From Wikipedia, the free encyclopedia

Don Juanism or Don Juan syndrome is a non-clinical term for the desire, in a man, to have sex with many different female partners. The name derives from the Don Juan of opera and fiction. The term satyriasis is sometimes used as a synonym for Don Juanism. The term has also been referred to as the male equivalent of nymphomania in women.[1] These terms no longer apply with any accuracy as psychological or legal categories of psychological disorder.[1]

Analytical psychology[edit]

Psychiatrist Carl Jung believed that Don Juanism was an unconscious desire of a man to seek his mother in every woman he encountered. However, he did not see the trait as entirely negative; Jung felt that positive aspects of Don Juanism included heroism, perseverance and strength of will.[2] Jung argues that related to the mother-complex "are homosexuality and Don Juanism, and sometimes also impotence. In homosexuality, the son's entire heterosexuality is tied to the mother in an unconscious form; in Don Juanism, he unconsciously seeks his mother in every woman he meets....Because of the difference in sex, a son's mother-complex does not appear in pure form. This is the reason why in every masculine mother-complex, side by side with the mother archetype, a significant role is played by the image of the man's sexual counterpart, the anima."[3]

One of Theodore Millon's five narcissist variations is the amorous narcissist which includes histrionic features. According to Millon, the Don Juan or Casanova of our times is erotic and exhibitionistic.[4]


Sigmund Freud explored the connections between mother-fixation and a long series of love-attachments in the first of his articles on the 'Psychology of Love';[5] while Otto Rank published an article on the Don Juan gestalt in 1922.[6] Otto Fenichel saw Don Juanism as linked to the quest for narcissistic supply, and for proof of achievement (as seen in the number of conquests).[7] He also described what he called the 'Don Juans of Achievement' – people compelled to flee from one achievement to another in an unconscious but never ending quest to overcome an unconscious sense of guilt[8] Sándor Ferenczi stressed the fear of punishment (Hell) in the syndrome, linking it to the Oedipus complex.[9]

Contemporary psychoanalysis stresses the denial of psychic reality and the avoidance of change implicit in Don Juan's (identificatory) pursuit of multiple females.[10]

Cultural references[edit]

Aspects of the character are examined by Mozart and his librettist Da Ponte in their opera Don Giovanni, perhaps the best-known artistic work on this subject.
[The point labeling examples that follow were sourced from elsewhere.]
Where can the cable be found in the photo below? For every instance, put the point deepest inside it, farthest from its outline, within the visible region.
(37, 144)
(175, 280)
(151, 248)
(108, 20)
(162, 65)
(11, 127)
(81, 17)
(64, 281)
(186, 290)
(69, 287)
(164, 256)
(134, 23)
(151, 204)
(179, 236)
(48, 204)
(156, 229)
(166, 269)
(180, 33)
To write their opera, Mozart and Da Ponte are known to have consulted with the famous libertine, Giacomo Casanova, the usual historic example of Don Juanism. Although not conclusively established, it is probable that Casanova attended the premiere of this opera, which was likely understood by the audience to be about himself.[11] Charles Rosen saw what he called "the seductive physical power" of Mozart's music as linked to 18th-century libertinism, political fervor and incipient Romanticism,[12] while in a famous passage the philosopher Kierkegaard discusses Mozart's version of the Don Juan story.[13]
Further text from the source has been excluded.